INFORMATION MEMORANDUM ON THE PROCESSING OF PERSONAL DATA

Dear customers, business partners and the public,


the document you are reading now contains basic information about how we process your personal data. We appreciate that you share your personal data with us and are committed to protecting it as much as possible. We also strive to be as transparent as possible with you about how we process your personal data.


In light of new European Union legislation, this information memorandum has been prepared in accordance with Regulation (EU) 2016/679 of the European Parliament and of the Council of 27 April 2016 on the protection of natural persons with regard to the processing of personal data and on the free movement of such data, and repealing Directive 95/46/EC (GDPR).


This Information Memorandum sets out the basic information that we are required to provide as a data controller. If you have any questions regarding the processing of your personal data, please do not hesitate to contact us by e-mail at gdpr@datera.support or by phone at +420 228 227 418. In all cases, we can be contacted at our delivery address Hráského 25, 148 00 Prague 4.


Who is the data controller?

The controller is the natural or legal person, public authority, agency or other body which alone or jointly with others determines the purposes and means of the processing of personal data; where the purposes and means of such processing are determined by Union or Member State law, that law may determine the controller concerned or the specific criteria for its determination.


The personal data controller is DATERA s. r. o., with registered office at Hadovitá 962/10, 141 00 Prague 4, identification number 24804932, a company registered with the Municipal Court in Prague, file number C 175842.


Who is the data protection officer?

The data protection officer is the person who is experienced in the field of data protection and does everything to ensure that the processing takes place as it should, in particular in accordance with the relevant legal regulations. It is also the most authorized person to handle questions and requests regarding personal data.


The controller decided that it is not obliged to appoint an official data protection officer pursuant to Article 37 of the GDPR.


What is the purpose of the personal data?

The controller performs many activities, about which he would like to inform you.
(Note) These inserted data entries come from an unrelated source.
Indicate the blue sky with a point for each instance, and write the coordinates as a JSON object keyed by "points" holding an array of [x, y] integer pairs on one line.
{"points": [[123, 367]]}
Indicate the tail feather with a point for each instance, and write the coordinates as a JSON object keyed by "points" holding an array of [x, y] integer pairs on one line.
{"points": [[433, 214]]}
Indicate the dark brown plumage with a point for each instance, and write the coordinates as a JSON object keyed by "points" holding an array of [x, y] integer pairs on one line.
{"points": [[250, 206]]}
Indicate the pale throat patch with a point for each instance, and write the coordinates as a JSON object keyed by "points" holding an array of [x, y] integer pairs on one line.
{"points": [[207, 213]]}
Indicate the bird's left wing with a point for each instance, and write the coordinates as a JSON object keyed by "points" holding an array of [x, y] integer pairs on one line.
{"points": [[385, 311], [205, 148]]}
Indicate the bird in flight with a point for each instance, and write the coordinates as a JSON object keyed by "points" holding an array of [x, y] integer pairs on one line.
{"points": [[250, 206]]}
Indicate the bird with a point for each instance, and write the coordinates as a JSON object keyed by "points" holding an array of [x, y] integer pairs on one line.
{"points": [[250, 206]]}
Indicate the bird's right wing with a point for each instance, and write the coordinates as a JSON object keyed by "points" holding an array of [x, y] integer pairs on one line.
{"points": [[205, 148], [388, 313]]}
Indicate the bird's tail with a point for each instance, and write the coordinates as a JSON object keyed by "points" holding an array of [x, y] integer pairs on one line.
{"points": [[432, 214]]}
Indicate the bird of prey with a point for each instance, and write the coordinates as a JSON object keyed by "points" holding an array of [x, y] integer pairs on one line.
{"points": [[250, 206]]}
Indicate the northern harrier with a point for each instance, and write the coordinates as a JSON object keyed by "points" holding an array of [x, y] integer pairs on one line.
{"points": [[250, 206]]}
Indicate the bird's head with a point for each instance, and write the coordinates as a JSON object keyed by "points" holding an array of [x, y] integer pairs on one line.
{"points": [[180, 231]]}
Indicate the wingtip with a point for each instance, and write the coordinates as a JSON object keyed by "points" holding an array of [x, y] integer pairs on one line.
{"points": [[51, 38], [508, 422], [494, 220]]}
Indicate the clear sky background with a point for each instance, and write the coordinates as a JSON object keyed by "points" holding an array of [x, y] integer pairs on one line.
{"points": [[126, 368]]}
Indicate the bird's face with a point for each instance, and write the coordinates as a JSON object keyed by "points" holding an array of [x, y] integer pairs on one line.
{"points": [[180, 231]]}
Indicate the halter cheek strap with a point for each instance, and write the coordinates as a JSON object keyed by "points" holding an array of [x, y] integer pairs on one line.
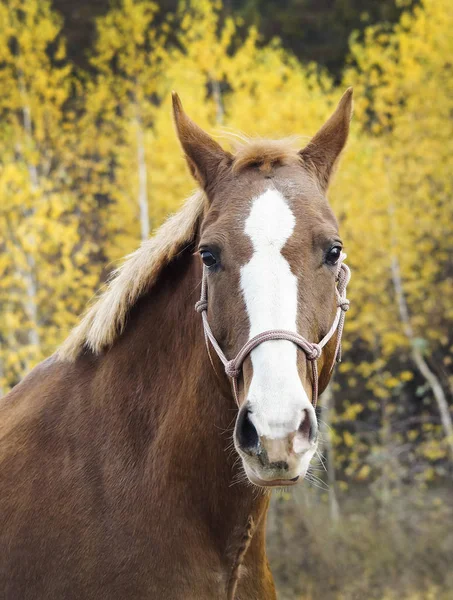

The processing that the controller performs varies depending on the relationship in which you are with us.


If you are a candidate, who would like to become part of our team, then we process your personal data

  • based on contractual obligation and use your personal data to

    • recruitment and ensuring the selection process for the vacant position;

    • searching for suitable candidates on the labor market.

If you are a visitor to our premises, then we process your personal data

  • based on our legitimate interests and use your personal data to

    • management of access to the company;

    • management of the protection of property and persons in the company's premises, where we record your image in connection with your movement on the company's premises.

If you are a visitor to our website, participant in public or private company events, then we process your data

  • based on your legitimate interests and use your personal data to

    • registration of participants in our public events;

  • based on your consent and use your personal data for

  • for the purposes of maintaining statistics of website visits and other related analyses such as information about how much time you spent on our website or how many times you have visited it in the past (analytical and marketing cookies)

  • for the purposes of communication with you based on the contact form

If you are a student, who is doing an internship with us, then we process your personal data

  • based on our contractual obligation and use your personal data to

    • fulfillment of the essence of the internship agreement between the school and us.

If you are our customer, then we process your personal data

  • based on our legitimate interests or the legitimate interests of third parties and use your personal data to

  • registration of participants in our public events;

  • based on our contractual obligation and use your personal data to

  • activities related to the sale of goods, such as delivery of the goods you have ordered, preparation of a request/offer, contacting you to send a request/offer, preparation of a contract proposal based on your request, preparation of an invoice (advance payment), processing your request or mediating the sale of the goods.

If you are our suppliers or partners, then we process your personal data

  • based on our legitimate interests or the legitimate interests of third parties and use your personal data to

    • registration of participants in our public events;

  • based on our contractual obligation and use your personal data to

  • contacting you for the purpose of sending an offer or delivering goods to you.

Providing personal data to the controller is generally a legal and contractual requirement. When providing personal data for marketing purposes, which does not constitute the fulfilment of a contractual and legal obligation of the controller, it is consent is required from you. If the controller consents to the processing of personal data for marketing purposes, it does not mean it does not mean that the controller will refuse to provide you with its product or service under the contract.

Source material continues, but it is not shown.